Bénis soient les simples d’esprit

Des films sur des personnages bêtes, comme par exemple Forrest Gump de Robert Zemeckis, qui mettent en avant leur idiotie au lieu de la détourner avec ironie, cela n’est point notre tasse de thé cinématographique. Il existe par contre un dispositif dans Diamantino, qui interroge avec un certain recul tous les manquements à la sagesse la plus élémentaire chez ce grand bébé. La voix off du héros du ballon rond en personne y opère en tant qu’instance narrative, tel un commentaire après les faits, en apparence devenu plus lucide suite aux nombreuses déceptions qui ponctuent l’odyssée de ce beau gosse sans cervelle, que Carloto Cotta interprète avec un goût magnifique pour l’autodérision. Le fil rouge qui prend alors l’allure d’une thérapie de groupe, constituée simultanément de la prise de conscience ultérieure de Diamantino et du double niveau de lecture instauré d’emblée auprès du spectateur, en dit plus long sur le dilemme intériorisé chez notre guide que les clichés outranciers à travers lesquels son entourage cherche à le manipuler. Plus qu’un benêt, il est la proie trop facile d’envies, qui le prennent, puis le lâchent sans prévenir, mais surtout de proches plus ambitieux que lui et donc prêts à tirer profit de son insouciance pathologique et plus forcément attachante sur la durée.

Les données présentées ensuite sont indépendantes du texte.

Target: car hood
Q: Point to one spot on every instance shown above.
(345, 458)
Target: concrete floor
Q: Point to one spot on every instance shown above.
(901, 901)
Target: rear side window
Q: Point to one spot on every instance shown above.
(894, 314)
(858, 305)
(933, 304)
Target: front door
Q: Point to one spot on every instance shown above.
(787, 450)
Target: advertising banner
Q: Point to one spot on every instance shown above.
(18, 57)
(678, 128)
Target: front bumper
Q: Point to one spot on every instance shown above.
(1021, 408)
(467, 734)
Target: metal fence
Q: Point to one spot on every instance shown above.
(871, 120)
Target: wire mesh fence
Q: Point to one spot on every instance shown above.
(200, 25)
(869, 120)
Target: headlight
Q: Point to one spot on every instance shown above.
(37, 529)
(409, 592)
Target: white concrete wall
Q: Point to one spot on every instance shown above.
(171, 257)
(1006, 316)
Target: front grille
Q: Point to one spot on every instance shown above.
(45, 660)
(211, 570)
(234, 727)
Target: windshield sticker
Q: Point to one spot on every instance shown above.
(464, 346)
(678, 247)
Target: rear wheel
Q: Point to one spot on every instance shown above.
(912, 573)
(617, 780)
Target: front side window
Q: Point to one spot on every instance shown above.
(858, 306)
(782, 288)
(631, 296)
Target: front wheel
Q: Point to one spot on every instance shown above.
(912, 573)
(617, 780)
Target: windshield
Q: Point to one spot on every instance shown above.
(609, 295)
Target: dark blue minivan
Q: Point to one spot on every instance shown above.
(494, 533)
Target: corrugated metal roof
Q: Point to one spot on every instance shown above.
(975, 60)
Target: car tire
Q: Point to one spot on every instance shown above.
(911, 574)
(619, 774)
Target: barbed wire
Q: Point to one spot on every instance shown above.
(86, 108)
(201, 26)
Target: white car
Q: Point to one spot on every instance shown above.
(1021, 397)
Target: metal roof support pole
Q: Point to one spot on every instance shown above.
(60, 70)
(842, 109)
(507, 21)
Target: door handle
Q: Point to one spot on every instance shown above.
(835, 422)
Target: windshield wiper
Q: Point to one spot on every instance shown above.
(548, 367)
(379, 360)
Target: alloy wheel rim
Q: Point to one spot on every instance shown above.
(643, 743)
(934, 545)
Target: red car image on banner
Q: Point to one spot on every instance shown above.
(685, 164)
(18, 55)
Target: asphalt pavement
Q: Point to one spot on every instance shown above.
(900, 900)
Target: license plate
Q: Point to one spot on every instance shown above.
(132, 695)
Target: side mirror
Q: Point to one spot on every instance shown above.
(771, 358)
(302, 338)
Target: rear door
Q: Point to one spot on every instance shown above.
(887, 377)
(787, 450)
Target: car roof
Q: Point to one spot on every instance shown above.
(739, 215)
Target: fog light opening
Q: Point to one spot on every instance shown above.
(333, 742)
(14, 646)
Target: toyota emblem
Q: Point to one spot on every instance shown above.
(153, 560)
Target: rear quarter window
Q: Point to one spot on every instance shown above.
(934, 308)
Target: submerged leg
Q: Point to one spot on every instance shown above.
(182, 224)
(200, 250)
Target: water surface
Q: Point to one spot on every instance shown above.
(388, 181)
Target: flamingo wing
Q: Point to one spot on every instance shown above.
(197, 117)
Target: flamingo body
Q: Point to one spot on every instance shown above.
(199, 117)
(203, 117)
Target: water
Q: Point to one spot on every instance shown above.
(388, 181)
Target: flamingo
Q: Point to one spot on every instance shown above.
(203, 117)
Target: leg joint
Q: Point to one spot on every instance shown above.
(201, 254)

Une gaufre au Nutella pour un petit Canadien

La vacuité plutôt prononcée du personnage principal est amplement compensée par un feu d’artifices de fantaisies plus kitsch les unes que les autres, susceptibles d’épicer son quotidien niais. A commencer par ces chiens aux longs poils qui paraissent tout droit sortis du monde des Bisounours, de surcroît enveloppés d’une épaisse fumée rose pour parfaire le fantasme très étrange. Tandis que les quelques poncifs manichéens nous paraissent peu pertinents au delà du gag facile, avec ces sœurs qui ont tout des belles-sœurs issues d’un conte de fées comme Cendrillon, le lien que le scénario établit entre des préoccupations de l’actualité brûlante et l’univers préservé des super-riches paraît déjà plus probant. Évidemment, le demi-dieu national n’y verra que du feu. Mais au moins, la fiction n’abandonne pas complètement toute affinité avec la réalité, serait-ce par le biais d’une publicité qui se moque férocement des avocats d’une sortie portugaise de la communauté européenne ou bien du détournement vers le champ policier et romantique de la thématique des réfugiés. Cette dernière aurait certainement mérité un traitement moins dérisoire, bien que la vocation d’un film assez léger comme celui-ci soit plus de plaisanter que de disséquer amèrement tous les dysfonctionnements de notre civilisation contemporaine.

Conclusion

Le plaisir que Diamantino procure indéniablement relève plus du spectacle farfelu que du constat sévère sur le choc improbable et finalement truqué entre deux mondes que tout oppose. Vu les circonstances, les deux jeunes réalisateurs Gabriel Abrantes et Daniel Schmidt ont fait de leur mieux pour garder à vif ce grain de folie qui anime leur film. Il n’en reste pas moins qu’on n’aurait pas non plus refusé une trame et un traitement encore plus osés que cette facétie plaisante, mais en fin de compte presque trop bon enfant.